Three years ago, vendors and service providers commonly cited cloud, big data, and mobility as the top technology drivers in the ICT market. Today the most-cited drivers are cloud, virtualisation, and digital, according to Ovum research. These three labels are certainly not exclusive: Virtualisation is helping to deliver cloud services; mobility is part of digital channel management; and digital channels are generating more data that needs to be analysed and utilised. Indeed, defining “digital” is itself a challenge. In Ovum's view, digital implies the use of ICT to transform an existing business process from end to end, or it involves doing something that could not be achieved with existing IT systems, such as offering a new service or a service to a new audience in a new way.
Cloud, mobility, virtualisation, and digital are important because they signal new priorities that will inform investment decisions. Although mobility and virtualisation are well understood, digital business transformation is a bit trickier to promote. Service providers and enterprises are undergoing digital change together, but in a mutually uncertain manner which challenges the established supplier–buyer chain.
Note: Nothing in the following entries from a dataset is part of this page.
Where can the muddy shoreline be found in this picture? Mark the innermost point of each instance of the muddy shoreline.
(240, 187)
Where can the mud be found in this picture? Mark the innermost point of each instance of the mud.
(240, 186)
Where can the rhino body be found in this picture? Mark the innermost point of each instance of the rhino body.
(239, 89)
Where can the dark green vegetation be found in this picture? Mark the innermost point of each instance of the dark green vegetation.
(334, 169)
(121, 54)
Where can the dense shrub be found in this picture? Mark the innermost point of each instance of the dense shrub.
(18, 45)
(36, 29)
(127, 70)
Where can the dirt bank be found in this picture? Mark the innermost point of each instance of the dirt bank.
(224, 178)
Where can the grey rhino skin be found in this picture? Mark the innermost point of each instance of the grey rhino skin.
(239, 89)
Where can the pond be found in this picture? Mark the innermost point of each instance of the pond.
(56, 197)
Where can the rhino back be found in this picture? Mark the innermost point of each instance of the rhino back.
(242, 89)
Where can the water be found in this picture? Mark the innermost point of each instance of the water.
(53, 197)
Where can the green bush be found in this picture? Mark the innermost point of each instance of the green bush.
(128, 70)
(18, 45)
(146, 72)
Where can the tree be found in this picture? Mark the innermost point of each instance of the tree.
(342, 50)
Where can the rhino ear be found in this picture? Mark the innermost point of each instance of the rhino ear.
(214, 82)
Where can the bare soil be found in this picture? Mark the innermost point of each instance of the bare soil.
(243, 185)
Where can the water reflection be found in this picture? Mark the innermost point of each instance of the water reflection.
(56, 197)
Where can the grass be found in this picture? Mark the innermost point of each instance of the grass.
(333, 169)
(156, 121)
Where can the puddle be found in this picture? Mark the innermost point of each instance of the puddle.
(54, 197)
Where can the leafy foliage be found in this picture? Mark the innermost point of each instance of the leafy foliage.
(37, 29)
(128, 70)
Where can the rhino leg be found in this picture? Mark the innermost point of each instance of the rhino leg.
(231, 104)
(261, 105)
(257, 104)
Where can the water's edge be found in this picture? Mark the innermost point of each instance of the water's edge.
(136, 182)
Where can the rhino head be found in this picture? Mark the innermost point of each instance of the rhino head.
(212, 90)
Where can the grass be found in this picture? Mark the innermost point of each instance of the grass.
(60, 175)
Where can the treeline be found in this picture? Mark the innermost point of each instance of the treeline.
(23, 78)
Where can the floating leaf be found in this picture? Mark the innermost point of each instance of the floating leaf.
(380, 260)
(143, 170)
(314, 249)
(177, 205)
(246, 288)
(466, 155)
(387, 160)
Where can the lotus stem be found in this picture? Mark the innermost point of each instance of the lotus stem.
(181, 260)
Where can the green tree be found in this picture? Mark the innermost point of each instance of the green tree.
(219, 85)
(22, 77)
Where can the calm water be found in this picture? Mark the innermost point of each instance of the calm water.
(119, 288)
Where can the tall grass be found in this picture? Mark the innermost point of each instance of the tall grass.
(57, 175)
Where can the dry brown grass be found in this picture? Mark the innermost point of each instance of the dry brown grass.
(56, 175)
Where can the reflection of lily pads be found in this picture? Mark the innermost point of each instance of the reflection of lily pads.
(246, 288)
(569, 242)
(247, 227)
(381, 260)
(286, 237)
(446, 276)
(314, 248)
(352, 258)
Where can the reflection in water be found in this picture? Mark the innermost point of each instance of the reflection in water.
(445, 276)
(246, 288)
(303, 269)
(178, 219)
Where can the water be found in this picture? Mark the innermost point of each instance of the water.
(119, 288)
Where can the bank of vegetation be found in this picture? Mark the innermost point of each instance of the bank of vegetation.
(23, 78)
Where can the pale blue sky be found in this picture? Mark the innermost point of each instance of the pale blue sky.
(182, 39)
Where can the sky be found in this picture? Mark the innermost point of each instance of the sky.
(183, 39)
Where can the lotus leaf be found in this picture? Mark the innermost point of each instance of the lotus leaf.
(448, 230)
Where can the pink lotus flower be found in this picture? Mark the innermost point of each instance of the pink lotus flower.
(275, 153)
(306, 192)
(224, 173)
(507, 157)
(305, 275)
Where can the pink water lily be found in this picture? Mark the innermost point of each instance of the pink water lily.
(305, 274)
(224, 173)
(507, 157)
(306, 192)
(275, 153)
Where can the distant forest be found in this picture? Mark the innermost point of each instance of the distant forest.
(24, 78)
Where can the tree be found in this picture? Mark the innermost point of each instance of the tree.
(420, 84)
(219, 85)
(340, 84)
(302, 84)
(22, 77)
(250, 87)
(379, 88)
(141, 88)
Companies also expect ICT to serve commercial purposes more explicitly than it once did, and IT managers who used to spend 70% of their time in operations and maintenance and 30% delivering services to the business are now saying they have reversed that equation, through increased use of cloud resources and better management of shadow IT and personalised mobility, for example.
Yet in Ovum's view, despite marketing efforts, many service providers still need to develop and match their offerings to the new digital imperatives. Why could this be the case?
Lack of an end-to-end systems offer is one reason service providers have not got a bigger digital story to tell. There are signs that formerly separated IT and telecoms providers are preparing for a more digitally unified business process. For example, configure, price, and quote technology from IT vendors such as Oracle and network operators such as Expereo could simplify enterprise procurement and operations cost management across an enterprise digital platform.
In Ovum's view, digital transformation will not happen until network-oriented service providers have established more vertical solutions and business cases for digital ROI in sectors outside media. Some providers received this message early and are well on their way, but others lag behind, and a few are without even a unified strategy around digital transformation services. There are points of light, though: An increasing number have solutions in automotive (connected car) and healthcare (e-health), and insurance and retail business requirements are also being addressed to some degree, if not comprehensively. These digital business models are at least emerging.
Ovum believes that cooperation between service providers over industry standards and B2B service management is necessary to drive the formulation of industry-relevant digital services, but this will prove difficult for some suppliers. BT's contract with Gallerie Commerciali Italia, which will provide the shopping mall landlord with Wi-Fi–based ICT infrastructure to support retail data analytics, is an example of a vertical services application we think will resonate. The same goes for Telstra's new mining services unit, which uses industry expertise gained from its acquisition of network design and consulting business CBO Telecommunications. In the meantime, some multinational corporations, including Daimler (Moovel), GE (Predix), and Samsung (Tizen), are planning or building their own digital platforms for their own supply chain–based business transformation purposes. Service providers need to tune into these, too, to stay relevant.